Charts auf Bildschirmen

Wenn Aktienkurse immer weiter steigen, und steigen, und steigen, dann wendet man sich immer mehr ab von den „Crashpropheten“, die wohl doch falsch gelegen haben? Aber war das nicht auch so mit diesen Verrückten, die 2005, 2006 und 2007 vor dem kompletten Zusammenbruch am US-Immobilienmarkt gewarnt hatten? Aber gut, das ist sicherlich nicht vergleichbar mit der jahrelang andauernden Hausse am Aktienmarkt, die zu guten Teilen an der Nullzinspolitik der Notenbanken befeuert wurde. Mr Dax Dirk Müller meldet sich zu Wort mit einer Warnung vor der Crash-Gefahr an den Aktienmärkten. Es kann jetzt sehr schnell, sehr hässlich werden an der Börse, so seine Headline zum folgenden Video.

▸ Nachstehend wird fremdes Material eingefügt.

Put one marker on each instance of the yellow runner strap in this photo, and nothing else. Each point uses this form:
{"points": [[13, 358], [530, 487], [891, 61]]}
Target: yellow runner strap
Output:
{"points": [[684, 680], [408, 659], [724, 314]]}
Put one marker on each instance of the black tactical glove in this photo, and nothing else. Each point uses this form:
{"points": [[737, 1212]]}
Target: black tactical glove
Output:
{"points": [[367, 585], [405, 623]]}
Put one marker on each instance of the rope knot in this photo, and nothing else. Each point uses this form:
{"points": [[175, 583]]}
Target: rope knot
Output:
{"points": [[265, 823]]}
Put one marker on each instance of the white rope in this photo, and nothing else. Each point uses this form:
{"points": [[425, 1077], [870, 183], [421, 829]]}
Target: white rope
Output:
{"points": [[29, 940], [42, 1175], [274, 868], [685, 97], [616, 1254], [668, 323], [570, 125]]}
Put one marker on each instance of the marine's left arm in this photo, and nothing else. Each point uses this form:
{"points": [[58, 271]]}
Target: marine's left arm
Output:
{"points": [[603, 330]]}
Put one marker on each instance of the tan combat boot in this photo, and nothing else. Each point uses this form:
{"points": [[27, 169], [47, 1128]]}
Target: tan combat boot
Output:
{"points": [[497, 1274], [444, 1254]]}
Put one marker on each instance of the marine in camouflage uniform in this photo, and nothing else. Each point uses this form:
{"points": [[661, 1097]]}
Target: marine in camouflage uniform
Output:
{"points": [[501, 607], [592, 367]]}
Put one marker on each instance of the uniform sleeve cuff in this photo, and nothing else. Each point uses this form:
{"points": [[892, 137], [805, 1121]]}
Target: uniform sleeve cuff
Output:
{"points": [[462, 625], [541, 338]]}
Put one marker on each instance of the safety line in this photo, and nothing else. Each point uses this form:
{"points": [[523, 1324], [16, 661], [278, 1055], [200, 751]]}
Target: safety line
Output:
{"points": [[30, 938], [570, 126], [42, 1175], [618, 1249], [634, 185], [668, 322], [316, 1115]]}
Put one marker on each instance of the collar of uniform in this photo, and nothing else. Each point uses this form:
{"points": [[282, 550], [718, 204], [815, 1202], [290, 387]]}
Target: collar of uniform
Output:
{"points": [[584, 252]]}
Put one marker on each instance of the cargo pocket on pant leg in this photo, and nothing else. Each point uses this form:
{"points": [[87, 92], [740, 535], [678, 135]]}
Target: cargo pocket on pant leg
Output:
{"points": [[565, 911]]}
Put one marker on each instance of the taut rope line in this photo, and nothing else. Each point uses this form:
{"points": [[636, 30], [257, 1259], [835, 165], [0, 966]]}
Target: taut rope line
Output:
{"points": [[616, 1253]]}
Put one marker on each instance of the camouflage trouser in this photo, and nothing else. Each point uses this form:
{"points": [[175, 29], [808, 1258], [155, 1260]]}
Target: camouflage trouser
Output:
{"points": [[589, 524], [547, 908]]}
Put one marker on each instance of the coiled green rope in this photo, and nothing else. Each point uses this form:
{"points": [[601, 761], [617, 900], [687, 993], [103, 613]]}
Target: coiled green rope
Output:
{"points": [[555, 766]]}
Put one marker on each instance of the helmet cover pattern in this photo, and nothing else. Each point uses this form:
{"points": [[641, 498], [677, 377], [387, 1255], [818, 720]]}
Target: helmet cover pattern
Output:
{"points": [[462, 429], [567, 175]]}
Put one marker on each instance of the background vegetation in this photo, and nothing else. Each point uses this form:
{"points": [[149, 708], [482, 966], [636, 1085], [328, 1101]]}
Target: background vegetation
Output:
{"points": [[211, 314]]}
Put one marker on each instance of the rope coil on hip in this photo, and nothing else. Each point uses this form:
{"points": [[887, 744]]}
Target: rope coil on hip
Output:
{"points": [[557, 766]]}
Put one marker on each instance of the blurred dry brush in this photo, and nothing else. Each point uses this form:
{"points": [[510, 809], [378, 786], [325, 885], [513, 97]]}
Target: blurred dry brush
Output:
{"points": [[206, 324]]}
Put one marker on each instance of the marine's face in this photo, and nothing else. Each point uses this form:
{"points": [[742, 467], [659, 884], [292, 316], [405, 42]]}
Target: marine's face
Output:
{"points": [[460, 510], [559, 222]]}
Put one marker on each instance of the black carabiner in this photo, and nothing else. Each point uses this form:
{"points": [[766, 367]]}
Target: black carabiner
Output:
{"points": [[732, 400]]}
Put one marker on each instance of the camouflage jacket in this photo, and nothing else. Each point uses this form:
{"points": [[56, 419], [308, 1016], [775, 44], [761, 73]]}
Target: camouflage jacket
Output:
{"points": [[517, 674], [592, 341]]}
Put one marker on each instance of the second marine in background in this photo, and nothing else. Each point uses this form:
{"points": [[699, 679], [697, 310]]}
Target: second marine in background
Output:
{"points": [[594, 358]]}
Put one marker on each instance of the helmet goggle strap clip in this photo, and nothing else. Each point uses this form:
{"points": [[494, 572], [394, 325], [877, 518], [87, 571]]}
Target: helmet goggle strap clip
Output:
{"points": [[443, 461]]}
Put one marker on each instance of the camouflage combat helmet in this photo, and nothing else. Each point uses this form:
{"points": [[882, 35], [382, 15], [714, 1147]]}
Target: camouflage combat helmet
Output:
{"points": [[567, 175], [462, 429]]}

Dirk Müller erwähnt (richtigerweise), dass gut 50 Prozent aller im Nasdaq enthaltenen Aktien bereits die Hälfte von ihren Höchstkursen aus verloren haben. Dies fällt beim Blick auf die Indizes nur deswegen nicht auf, weil wenige große Schwergewichte wie Amazon oder Apple die Indizes dank ihrer großen Gewichtung oben gehalten haben. Aber wenn auch sie fallen, sacken die Indizes ab. Das Konzept des „Buy the dip“, also bei Kursrückschlägen nachzukaufen, hätten Börsianer die letzten Tage mehrfach umgesetzt, aber dann seien die Kurse weiter gefallen. Dies funktioniere aktuell nicht mehr.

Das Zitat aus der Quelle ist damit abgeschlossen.